Energy Policy and Tax Policy Are Inseparable | Commentary
In his 2013 State of the Union address, President Barack Obama championed our nation’s energy policy and reaffirmed his goal of cutting net oil imports in half by the end of the decade. He said, “Today no area holds more promise than our investments in American energy. After years of talking about it, we’re finally poised to control our own energy future. … We produce more oil at home than we have in 15 years. … We produce more natural gas than ever before and nearly everyone’s energy bill is lower because of it.” Three months later, the president released his budget proposal, which eliminates tax incentives for the oil and gas industry, calling them “tax giveaways.” The president might achieve his goal of ending what he calls “oil subsidies that keep us trapped in the past,” but he will do so at the expense of sound energy policy.
The nation’s energy policy is inextricably tied to the nation’s tax code. Tax laws are central to the development of domestic energy resources. The tax code may not be the best way to design a strategically sustainable energy policy, but for the past century, it has been the most important. In the coming months, as the congressional debate over tax reform intensifies, the nation’s energy policy should be central to that debate.
The president is right to champion the progress that has been made by the oil and gas industry during his presidency. Within the past two years, the potential supply of natural gas in the United States has increased by 26 percent. Almost half of the country’s natural-gas production has occurred within the past four years. This is a phenomenal achievement. New technologies and advancements in horizontal drilling and hydraulic fracturing have enabled the oil and gas industry to find and recover enormous reserves of natural gas. As a result, the United States now has a 100-year supply. In the near future, by making the right choices, America could become energy independent.

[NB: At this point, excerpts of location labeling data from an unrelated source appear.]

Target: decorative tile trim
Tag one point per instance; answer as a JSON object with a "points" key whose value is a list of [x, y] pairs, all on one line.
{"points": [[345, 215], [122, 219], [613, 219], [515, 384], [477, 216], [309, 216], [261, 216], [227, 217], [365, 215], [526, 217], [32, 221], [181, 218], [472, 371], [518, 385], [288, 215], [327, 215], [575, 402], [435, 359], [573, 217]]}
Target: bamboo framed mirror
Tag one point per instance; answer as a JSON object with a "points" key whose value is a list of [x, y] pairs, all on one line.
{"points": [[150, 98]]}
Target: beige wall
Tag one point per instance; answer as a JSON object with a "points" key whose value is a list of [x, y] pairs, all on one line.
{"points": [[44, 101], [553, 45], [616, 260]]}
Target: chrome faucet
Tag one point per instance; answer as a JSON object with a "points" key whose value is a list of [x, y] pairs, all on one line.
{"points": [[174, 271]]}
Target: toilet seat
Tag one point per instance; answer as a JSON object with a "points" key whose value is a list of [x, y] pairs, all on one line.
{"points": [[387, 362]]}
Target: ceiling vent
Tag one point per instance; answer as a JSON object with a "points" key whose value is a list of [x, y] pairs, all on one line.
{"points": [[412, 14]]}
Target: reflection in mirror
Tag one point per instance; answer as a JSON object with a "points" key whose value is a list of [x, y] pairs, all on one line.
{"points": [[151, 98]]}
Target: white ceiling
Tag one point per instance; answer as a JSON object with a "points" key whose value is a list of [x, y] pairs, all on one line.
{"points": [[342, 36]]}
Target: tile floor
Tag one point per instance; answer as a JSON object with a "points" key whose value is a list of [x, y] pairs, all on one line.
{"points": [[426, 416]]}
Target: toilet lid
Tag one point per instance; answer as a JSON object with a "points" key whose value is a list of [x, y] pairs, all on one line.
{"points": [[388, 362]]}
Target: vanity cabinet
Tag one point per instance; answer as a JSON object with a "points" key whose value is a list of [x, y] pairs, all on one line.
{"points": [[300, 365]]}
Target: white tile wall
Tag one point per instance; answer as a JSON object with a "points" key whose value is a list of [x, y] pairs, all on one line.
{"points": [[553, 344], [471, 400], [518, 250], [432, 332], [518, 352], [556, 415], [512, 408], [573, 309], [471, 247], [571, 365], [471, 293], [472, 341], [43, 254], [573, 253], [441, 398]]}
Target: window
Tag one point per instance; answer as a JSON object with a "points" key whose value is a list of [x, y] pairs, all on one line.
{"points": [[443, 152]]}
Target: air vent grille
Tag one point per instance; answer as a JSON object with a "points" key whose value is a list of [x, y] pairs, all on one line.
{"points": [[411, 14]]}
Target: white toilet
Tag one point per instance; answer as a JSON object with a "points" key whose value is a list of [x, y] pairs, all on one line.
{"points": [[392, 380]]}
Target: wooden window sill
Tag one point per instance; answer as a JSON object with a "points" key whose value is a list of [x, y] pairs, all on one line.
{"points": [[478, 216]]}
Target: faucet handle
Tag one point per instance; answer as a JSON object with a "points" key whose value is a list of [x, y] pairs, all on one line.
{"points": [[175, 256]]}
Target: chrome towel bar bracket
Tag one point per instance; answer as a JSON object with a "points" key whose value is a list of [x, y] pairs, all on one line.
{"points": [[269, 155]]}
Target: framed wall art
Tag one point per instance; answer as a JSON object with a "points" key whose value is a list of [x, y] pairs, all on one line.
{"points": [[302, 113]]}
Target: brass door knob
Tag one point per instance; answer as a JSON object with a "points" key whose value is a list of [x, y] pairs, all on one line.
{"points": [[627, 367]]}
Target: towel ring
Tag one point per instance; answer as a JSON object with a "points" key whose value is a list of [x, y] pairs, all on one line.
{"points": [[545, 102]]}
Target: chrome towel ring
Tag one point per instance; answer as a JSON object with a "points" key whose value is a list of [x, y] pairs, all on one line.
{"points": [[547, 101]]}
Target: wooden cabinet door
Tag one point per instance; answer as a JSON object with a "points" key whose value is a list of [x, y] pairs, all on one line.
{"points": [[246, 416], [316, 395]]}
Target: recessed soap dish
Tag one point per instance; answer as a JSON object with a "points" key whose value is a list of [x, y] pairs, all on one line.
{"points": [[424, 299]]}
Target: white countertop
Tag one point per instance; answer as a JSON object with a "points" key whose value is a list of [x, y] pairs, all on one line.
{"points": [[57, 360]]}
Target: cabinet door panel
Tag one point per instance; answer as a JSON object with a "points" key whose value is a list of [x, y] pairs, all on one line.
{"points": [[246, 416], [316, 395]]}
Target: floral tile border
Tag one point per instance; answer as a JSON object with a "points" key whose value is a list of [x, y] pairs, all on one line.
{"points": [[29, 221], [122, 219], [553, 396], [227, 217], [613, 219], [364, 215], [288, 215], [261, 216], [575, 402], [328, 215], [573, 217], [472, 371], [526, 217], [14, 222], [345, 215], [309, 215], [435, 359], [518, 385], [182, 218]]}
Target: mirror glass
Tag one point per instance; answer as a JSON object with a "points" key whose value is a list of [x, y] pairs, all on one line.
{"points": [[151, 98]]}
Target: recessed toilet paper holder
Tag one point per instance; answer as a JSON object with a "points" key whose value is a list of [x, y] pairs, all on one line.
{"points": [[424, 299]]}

The tax code is in great need of reform. America’s corporate tax rate is the highest in the world, and Americans deplore the complexity and inconsistencies in the tax code. While comprehensive tax reform may not be possible in the highly partisan environment of this Congress, the potential passage of an incremental tax bill is significant. The upcoming debate over fossil fuel taxes will not only be about policy. Members of Congress will be looking for additional revenues, and the oil and gas industry is a ripe target. Eliminating the industry’s tax breaks will raise an estimated $44 billion.
In the context of fundamental tax reform, special tax breaks for every industry should be scrutinized. Nonetheless, there are tax breaks that should be preserved and have been fundamental to creating new technologies and have been the driving force behind some of the great advances in medicine, scientific research, technology, and oil and gas exploration. For example, the tax code gives all industries a tax break tied to research- and-development costs. For the technology industry, especially for new high-risk ventures, the R&D tax break has been essential. Without it, American companies would be at a great disadvantage as they compete with foreign competitors. No one suggests that in the name of simplifying the tax code or raising additional revenues, this tax break should be eliminated.
On a policy level, there is no difference between the R&D tax break and a tax break tied to intangible drilling costs that benefits oil and gas companies. The purpose of the IDC tax break is to encourage oil and natural-gas production, which is a risky endeavor even under the best of circumstances. This has been especially true for small independent oil and gas producers. The IDC tax break has encouraged the necessary risk-taking that has been critical to the historic progress of which Obama is rightfully proud.
The IDC tax break has been in the tax law for 100 years, and it has been fundamental to the success of oil and gas exploration in America. The Obama administration wants to eliminate it. To sweep it away could profoundly impede the president’s goal of energy independence. It is not sound energy policy or wise tax policy.
In the coming months, the debate over taxes and our nation’s energy policy will intensify. They are inseparable. Decisions made about one will dramatically affect the other. There is much at stake.
Michael A. Andrews is an attorney with King & Spalding. He served in Congress from 1983 to 1995. He was a member of the Ways and Means Committee. Abraham N.M. Shashy Jr. is an attorney with King & Spalding. He served as chief counsel for the IRS from 1990 to 1993.